While I was in Nablus recently, one of my great hopes was to meet some embroiderers and see some examples of their work. Luckily I was able to do this at least in part. As we had a very tight schedule and we were only there for a very short time, I didn’t alas get the opportunity to have a good chat with any of the embroiderers. However I did manage to see lots of embroidery. It was pleasing to see that embroidery could be found adorning the walls and rooms of many of the places we visited. Embroidery in Palestine is not simply a decorative art, the finished pieces are nearly always used for a practical purpose- in dishes, trays, cushions, belts, hats, purses, bags, even clocks and of course in dresses.
Though this post is primarily about Nablus, we first encountered traditional embroidery in our hotel in Jerusalem, and the first photo below is an example of a little dish. This is followed by two embroidery pieces from the office of the Mayor of Nablus. First a clock and then one of the very few decorative pieces we came across.
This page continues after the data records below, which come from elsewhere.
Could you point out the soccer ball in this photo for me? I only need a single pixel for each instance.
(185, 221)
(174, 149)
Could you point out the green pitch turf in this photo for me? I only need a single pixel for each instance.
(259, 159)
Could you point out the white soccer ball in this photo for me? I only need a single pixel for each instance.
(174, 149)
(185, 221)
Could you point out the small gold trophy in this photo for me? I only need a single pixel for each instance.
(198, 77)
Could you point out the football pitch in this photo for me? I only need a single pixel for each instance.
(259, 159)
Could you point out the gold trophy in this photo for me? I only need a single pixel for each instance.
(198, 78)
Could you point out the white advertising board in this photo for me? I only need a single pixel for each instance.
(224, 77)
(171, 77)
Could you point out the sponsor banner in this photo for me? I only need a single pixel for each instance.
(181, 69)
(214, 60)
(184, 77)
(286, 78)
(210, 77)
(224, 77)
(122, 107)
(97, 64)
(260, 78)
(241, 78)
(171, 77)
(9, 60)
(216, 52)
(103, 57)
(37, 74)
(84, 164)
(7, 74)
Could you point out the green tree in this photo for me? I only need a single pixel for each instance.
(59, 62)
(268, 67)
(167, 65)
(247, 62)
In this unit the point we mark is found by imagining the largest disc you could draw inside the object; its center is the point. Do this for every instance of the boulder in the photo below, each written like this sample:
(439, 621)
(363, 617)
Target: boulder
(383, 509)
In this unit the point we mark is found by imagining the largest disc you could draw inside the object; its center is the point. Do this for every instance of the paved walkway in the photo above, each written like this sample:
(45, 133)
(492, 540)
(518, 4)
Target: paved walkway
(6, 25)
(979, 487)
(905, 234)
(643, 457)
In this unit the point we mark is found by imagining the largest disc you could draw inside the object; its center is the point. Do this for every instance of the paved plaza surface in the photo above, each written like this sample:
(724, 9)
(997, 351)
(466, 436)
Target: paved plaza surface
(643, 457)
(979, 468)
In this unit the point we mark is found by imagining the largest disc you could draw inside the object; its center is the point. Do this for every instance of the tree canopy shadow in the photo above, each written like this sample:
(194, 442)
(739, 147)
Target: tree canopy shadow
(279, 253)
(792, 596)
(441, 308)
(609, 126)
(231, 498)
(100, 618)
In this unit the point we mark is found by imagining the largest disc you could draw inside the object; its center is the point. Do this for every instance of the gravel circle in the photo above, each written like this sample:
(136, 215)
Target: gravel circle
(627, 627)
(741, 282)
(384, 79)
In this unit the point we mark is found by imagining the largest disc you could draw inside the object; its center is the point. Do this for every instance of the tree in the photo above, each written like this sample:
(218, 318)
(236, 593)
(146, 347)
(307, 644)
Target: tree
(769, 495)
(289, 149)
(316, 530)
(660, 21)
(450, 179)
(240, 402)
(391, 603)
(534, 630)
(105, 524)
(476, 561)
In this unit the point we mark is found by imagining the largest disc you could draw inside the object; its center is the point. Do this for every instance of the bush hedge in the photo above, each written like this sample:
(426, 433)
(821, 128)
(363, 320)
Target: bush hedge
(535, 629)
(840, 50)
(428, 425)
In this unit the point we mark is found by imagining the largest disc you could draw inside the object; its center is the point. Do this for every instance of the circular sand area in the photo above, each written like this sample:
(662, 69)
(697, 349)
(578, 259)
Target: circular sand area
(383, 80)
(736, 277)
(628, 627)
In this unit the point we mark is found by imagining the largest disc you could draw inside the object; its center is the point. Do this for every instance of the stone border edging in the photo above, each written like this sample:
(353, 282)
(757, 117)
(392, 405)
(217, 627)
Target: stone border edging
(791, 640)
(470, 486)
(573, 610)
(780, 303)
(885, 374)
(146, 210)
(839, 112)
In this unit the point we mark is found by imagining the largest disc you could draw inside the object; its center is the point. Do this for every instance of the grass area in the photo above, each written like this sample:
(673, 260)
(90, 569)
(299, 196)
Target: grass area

My first and only chance to meet embroiderers was when we visited the Women’s Centre in the Balata Refugee Camp. There we met a group of women of all ages stitching away at a variety of pieces. From what we could gather there were no charts or books of designs to follow. Each woman seemed to stitch from memory, or if working on a new pattern, Allah provided the guidance. As you can see from one of the photos, nobody used any kind of frame. Quite amazing to see.
Our next chance to meet an embroiderer came when Shaden our guide and leader for our stay, invited us for lunch at her grandmother’s home. This lovely lady, not only provided us with a delicious meal, but showed us some of her collection of embroidery pieces. Again, most served a practical purpose, lots of cushions and dishes and trays. We also had the good fortune to see some of the beautifully embroidered dresses that she had made, and you can see the bodice of one of them in the third photo.
Dresses are the high point of Palestinian embroidery, and in the past mothers would lovingly create dresses and other items for their daughters and to a lesser extent jackets or headwear for their sons. The damage to Palestinian society caused by the expulsions and occupations since 1948 has meant that this tradition has to a large extent disappeared. Much effort has now gone into reviving traditional embroidery, especially in the refugee camps and in some schools. Let us hope that more and more Palestinians of today continue with this art. We had the chance to see some of the embroidery work of earlier times when we visited An-Najah university. The Art Department there has a small collection of all kinds of items from the past, including dresses and other embroidered pieces. Three of them are shown below.
It is a shame that there does not seem to be a place in Nablus where some of these wonderful embroidery pieces can be put on public display. The university collection is probably only for students and guests. Most embroidery is to found in people’s homes or in some offices. I end with three more examples which we saw while visiting homes or private centres. The first seems to be a very old cushion of some kind which was just lying around in the treasure trove of the backroom in the wonderful spice shop in the Old City. Then a more recent hanging which is, if I am correct, in the Al Hayat Centre. The last piece we found while visiting the home of one of the Samaritan’s in their hilltop village. It is a bag and is most unusual in that it was the only piece I came across which is not stitched in the traditional Palestinian style, which only uses the cross stitch. This bag was stitched using simple horizontal or vertical stitches, much as in Bargello designs. The pattern too seems to come from Pakistan or India, rather than Palestine. My thanks to all the people of Nablus who let us see their beautiful embroidery work.